Malgré tout, les chercheurs finissent par minimiser cette banalisation du label classique d’excellence. « Je ne pense pas non plus que ce soit terrible que la plupart des thèses obtiennent la note maximale », admet Díez del Molino. « Il faut comprendre que une thèse de doctorat est un processus assez long et complexe au cours duquel le travail est très encadré et soumis à des contrôles de qualité constants.
Par exemple, « au moins à l’Université de Gérone, les étudiants doivent soumettre chaque année des rapports de suivi, dans lesquels il est vérifié que la thèse progresse correctement et que les objectifs de qualité sont atteints. De plus, avant de pouvoir la défendre , la thèse est envoyée à un panel d’experts externes qui évaluent également la qualité. Tout cela contribue à rendre le niveau des thèses assez élevé dans l’ensemble. »

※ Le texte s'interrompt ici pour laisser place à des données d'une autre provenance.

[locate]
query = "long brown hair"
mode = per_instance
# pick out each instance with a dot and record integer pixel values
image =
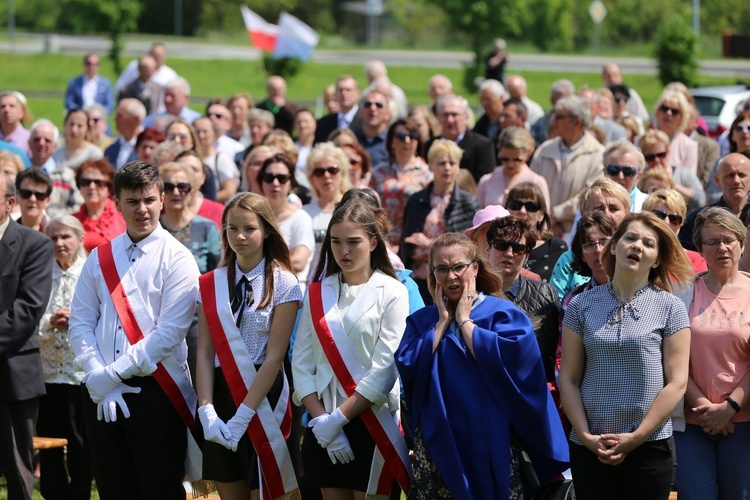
(275, 249)
(367, 217)
(488, 281)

Hernández souligne que l’Université, étant un organisme « relativement traditionnel », aime les rituels, comme l’utilisation de ces désignations. Cependant, il existe d’autres problèmes, plus pressants, « comme éliminer la corruption académique dans les cas de diplômes de maîtrise décernés à des dirigeants politiques sans se présenter en classeaugmenter le pourcentage de thèses de doctorat publiées, assurer la qualité des études de master ou consacrer davantage de fonds aux projets de recherche ».